In the survey, the median forecast for growth in 2024 was 2.4 per cent, up marginally from the previous survey’s forecast of 2.3 per cent.

Respondents were significantly more upbeat on the manufacturing outlook, though expectations for growth in accommodation and food services worsened.

Headline inflation in 2024 is now expected at 3.1 per cent – down from 3.4 per cent in the prior quarter’s survey – while the forecast for core inflation stayed unchanged at 3 per cent.

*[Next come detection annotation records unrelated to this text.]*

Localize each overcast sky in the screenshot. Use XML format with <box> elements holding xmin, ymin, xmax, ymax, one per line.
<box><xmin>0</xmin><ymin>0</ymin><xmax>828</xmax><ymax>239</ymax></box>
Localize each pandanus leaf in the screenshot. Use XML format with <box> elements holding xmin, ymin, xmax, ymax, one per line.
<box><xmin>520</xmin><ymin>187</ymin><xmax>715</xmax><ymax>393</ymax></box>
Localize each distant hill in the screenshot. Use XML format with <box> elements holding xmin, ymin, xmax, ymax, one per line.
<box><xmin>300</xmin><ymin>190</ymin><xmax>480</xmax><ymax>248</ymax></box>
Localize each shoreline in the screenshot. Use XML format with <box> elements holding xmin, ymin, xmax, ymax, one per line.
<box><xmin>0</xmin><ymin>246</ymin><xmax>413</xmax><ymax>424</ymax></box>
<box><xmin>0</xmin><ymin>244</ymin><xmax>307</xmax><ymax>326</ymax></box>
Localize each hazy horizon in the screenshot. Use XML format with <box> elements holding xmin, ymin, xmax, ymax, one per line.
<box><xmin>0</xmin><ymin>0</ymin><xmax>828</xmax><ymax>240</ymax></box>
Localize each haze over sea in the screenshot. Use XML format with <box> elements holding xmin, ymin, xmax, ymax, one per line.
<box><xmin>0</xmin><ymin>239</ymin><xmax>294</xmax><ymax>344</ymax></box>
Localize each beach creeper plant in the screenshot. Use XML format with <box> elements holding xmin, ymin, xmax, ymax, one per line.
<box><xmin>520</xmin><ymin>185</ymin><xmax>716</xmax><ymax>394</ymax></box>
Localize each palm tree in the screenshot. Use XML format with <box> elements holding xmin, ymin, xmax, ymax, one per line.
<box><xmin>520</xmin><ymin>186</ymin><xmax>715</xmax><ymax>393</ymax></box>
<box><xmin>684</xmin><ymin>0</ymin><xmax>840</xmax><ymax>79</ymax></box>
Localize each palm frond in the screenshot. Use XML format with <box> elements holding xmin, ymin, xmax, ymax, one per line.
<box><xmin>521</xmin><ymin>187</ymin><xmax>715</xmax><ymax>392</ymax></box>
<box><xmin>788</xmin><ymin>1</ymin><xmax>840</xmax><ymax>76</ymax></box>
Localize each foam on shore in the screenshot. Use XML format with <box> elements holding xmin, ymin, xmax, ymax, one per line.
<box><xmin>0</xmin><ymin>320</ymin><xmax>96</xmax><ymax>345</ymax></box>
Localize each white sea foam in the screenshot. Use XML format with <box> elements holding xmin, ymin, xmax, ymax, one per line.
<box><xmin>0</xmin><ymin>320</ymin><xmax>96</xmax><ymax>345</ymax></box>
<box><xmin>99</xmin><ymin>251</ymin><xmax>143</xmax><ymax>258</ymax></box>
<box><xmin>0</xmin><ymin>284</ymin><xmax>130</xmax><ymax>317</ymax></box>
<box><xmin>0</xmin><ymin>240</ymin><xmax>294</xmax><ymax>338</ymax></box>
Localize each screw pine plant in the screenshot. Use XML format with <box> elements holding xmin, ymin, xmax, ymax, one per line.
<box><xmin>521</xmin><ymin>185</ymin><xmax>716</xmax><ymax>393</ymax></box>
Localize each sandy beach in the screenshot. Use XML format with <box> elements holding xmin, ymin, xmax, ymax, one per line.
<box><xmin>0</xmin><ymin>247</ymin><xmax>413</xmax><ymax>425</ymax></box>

The dip in the headline inflation forecast was likely due in part to the drop in Certificate of Entitlement premiums, noted OCBC chief economist Selena Ling. But the unchanged core inflation forecast is suggestive that domestic prices – including water, local services such as public transport and healthcare – remain resilient, she added.

DBS economist Chua Han Teng expects real gross domestic product (GDP) growth to recover to 2.2 per cent this year, from last year’s 1.1 per cent. This hinges on better external-oriented sector performance in manufacturing, wholesale trade, and financial services, while travel-related services also provide support, he said.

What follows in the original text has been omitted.